Bockstahler says she believes one of the main reasons women are less likely to pursue STEM careers is due to a lack of representation in the industry.
 
“The hardest thing when I started was being the only woman in the class,” Bockstahler says. “When you first get there, all the guys are staring, and you feel really out of place. It’s hard to focus when you’re not comfortable.” 
 
Shang says she is more than happy to be a part of female representation in STEM programs on campus and to set an example for the young women following her.  
 
“I can understand what it’s like,” she says. “When I first applied to be a Dean of Engineering, I was scared because there were only two Asian female deans. But I knew as I was working my way up through the ranks that I was only making it easier for the next woman. That made the fear worth it.” 

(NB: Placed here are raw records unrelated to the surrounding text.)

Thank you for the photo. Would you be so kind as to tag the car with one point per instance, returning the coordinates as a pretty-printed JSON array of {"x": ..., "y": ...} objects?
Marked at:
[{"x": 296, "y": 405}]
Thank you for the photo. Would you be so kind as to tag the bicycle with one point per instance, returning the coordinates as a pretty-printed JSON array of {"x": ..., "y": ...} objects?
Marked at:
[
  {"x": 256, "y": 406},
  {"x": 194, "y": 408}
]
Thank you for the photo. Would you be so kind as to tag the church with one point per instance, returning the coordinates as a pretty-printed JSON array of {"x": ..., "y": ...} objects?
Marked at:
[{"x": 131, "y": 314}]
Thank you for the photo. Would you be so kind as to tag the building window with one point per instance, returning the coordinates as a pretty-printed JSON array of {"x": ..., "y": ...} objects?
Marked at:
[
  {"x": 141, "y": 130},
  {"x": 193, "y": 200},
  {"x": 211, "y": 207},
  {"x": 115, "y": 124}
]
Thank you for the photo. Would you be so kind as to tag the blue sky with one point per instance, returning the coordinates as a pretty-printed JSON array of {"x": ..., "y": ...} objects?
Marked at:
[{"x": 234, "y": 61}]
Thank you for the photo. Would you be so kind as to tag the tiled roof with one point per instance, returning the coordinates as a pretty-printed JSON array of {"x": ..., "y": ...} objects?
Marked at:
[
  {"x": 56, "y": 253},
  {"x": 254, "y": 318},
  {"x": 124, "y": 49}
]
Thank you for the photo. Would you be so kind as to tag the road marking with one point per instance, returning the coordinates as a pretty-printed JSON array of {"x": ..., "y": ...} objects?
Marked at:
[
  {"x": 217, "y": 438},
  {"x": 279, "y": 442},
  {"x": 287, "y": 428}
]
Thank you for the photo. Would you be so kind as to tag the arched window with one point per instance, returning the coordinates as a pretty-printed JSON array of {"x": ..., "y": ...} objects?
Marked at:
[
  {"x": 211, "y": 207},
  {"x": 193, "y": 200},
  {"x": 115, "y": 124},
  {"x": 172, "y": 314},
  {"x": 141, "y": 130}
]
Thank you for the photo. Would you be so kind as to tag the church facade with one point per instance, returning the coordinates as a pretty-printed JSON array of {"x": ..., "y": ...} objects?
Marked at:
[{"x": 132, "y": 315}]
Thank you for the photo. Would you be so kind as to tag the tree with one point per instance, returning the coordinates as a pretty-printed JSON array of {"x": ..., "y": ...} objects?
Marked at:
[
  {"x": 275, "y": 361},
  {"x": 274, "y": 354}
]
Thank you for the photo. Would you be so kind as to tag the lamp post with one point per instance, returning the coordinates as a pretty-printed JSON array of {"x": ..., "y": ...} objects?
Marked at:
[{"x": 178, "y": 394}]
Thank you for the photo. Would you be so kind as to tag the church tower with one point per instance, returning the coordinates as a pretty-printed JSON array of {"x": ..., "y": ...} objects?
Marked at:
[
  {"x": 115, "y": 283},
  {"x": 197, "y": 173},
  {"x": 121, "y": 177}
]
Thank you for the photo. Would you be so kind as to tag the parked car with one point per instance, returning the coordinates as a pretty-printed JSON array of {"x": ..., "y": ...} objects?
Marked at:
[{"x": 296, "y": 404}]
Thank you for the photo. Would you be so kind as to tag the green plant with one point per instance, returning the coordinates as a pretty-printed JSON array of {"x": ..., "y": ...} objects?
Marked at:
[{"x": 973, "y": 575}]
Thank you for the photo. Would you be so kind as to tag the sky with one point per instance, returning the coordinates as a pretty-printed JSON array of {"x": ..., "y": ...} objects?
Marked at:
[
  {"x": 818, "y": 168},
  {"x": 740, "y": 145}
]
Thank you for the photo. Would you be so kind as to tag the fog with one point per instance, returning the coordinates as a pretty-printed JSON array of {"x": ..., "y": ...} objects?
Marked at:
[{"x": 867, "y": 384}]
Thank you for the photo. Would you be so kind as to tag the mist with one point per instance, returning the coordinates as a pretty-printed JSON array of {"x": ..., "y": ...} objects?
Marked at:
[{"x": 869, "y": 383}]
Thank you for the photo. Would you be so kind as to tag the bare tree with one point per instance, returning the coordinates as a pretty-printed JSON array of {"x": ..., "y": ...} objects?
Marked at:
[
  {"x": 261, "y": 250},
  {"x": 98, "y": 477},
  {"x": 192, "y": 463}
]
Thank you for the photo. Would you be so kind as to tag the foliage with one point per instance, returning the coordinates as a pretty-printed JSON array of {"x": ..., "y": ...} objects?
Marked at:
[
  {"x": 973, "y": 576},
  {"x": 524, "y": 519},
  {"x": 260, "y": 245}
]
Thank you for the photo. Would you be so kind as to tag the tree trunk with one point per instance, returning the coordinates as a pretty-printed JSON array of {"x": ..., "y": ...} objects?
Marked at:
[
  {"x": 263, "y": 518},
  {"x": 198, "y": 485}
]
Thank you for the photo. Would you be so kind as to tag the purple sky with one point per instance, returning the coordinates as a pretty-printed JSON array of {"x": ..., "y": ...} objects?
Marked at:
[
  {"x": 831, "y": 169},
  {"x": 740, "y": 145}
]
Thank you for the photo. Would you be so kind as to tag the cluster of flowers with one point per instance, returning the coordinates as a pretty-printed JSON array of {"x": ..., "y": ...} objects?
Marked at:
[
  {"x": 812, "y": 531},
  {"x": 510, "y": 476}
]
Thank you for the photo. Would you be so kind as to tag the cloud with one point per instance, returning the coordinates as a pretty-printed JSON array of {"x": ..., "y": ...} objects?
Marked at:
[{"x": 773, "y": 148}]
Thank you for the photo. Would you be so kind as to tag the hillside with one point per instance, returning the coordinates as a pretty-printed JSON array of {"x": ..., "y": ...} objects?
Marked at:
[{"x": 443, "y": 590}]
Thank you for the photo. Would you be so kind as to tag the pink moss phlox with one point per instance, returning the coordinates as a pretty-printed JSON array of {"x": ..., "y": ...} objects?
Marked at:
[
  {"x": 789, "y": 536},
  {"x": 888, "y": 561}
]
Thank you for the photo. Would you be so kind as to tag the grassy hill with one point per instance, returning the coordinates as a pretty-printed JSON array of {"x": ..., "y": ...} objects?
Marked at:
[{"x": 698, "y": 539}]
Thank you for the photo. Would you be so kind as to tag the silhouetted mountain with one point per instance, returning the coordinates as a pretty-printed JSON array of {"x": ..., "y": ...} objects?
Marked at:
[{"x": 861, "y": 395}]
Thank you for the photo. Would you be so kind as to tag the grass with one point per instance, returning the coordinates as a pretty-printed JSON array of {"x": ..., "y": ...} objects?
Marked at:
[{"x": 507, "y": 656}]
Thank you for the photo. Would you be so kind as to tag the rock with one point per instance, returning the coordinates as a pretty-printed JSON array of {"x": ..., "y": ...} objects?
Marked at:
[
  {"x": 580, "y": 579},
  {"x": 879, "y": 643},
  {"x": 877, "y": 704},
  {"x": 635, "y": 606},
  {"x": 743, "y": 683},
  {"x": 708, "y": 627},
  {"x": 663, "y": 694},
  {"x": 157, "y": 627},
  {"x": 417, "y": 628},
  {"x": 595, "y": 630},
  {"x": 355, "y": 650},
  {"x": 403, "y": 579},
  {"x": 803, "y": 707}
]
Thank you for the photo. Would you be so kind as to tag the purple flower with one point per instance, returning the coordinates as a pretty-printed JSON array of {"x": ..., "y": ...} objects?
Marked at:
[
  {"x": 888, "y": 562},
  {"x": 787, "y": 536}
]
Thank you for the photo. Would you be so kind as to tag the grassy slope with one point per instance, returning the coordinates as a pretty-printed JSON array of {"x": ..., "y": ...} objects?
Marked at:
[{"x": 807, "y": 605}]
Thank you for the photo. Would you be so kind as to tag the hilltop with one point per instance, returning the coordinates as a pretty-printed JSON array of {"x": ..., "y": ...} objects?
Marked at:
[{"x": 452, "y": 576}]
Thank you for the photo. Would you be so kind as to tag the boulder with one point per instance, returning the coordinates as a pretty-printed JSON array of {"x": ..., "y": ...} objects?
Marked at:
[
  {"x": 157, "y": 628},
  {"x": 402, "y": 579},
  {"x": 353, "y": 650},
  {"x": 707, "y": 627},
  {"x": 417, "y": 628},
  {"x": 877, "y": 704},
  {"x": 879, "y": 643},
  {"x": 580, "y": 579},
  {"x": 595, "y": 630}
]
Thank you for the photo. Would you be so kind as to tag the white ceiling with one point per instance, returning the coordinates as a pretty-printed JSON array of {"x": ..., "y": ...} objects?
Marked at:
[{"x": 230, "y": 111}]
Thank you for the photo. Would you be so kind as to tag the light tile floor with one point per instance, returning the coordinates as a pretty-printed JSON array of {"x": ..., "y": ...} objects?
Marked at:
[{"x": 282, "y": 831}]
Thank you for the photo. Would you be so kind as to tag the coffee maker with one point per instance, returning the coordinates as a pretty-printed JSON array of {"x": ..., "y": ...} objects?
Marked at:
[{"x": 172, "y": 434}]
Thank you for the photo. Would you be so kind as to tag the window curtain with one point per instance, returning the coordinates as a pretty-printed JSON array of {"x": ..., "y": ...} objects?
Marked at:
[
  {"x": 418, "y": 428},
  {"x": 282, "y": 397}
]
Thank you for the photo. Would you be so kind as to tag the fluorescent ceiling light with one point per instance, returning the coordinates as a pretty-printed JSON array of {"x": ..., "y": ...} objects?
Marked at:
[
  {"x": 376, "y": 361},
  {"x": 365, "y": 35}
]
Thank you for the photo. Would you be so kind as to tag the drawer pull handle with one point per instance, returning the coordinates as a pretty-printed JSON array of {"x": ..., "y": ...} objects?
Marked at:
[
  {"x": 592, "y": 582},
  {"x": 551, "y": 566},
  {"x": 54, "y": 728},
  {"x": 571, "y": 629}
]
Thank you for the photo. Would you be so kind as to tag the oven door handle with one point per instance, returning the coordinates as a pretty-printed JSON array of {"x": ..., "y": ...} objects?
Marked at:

 Indiana Tech student Alexandra Forsythe works on operational amplifier functions, specifically a triangle wave generator, in the Talwar College of Engineering and Computer Sciences.
One of Shang’s main goals since beginning at Indiana Tech is to work with more area youth organizations and introduce students to the world of STEM at an early age.  
 
“I think one of the most important places to start is with the children,” Shang says. “Right now, we are working to get involved with the Girl Scouts of America and other youth groups to start clubs and summer camps to help introduce STEM and make it less intimidating.” 
 
Gicell Aleman, a computer engineering graduate, agrees it’s best to start introducing girls to STEM at a young age, citing her own experiences entering college without the same base-level knowledge as some of her classmates.  
 
“It’s a struggle when everyone around you has spent their lives in coding camps and robotics clubs,” she says. “Women aren’t afforded the same opportunities as men, and you end up entering college on an uneven playing field.” 
Indiana Tech student Alexandra Forsythe works on operational amplifier functions, specifically a triangle wave generator.
This dynamic is partially created by the difference between how teachers, as early as elementary school, treat male versus female students. According to one study, when girls ask for help during science labs, the teacher is likely to fix the problem for them as the student watches, but if a boy asks for help, the teacher is more likely to instruct him through the problem, letting him solve it hands-on. This sets the precedent from early on that women are helpless and men are capable. 
 
Within the classroom, Bockstahler says women in STEM courses tend to group together and bond over their experiences. While the staff of the school does a great job of interceding at any time when a male classmate attempts to belittle or discredit one of the women’s work, there is a disconnect at times between the two genders.  
 
“I would say it’s about 50/50 between men who treat us like anyone else and the guys who need you to constantly prove yourself over and over to believe you’re a quarter as smart as they think they are,” says Aleman.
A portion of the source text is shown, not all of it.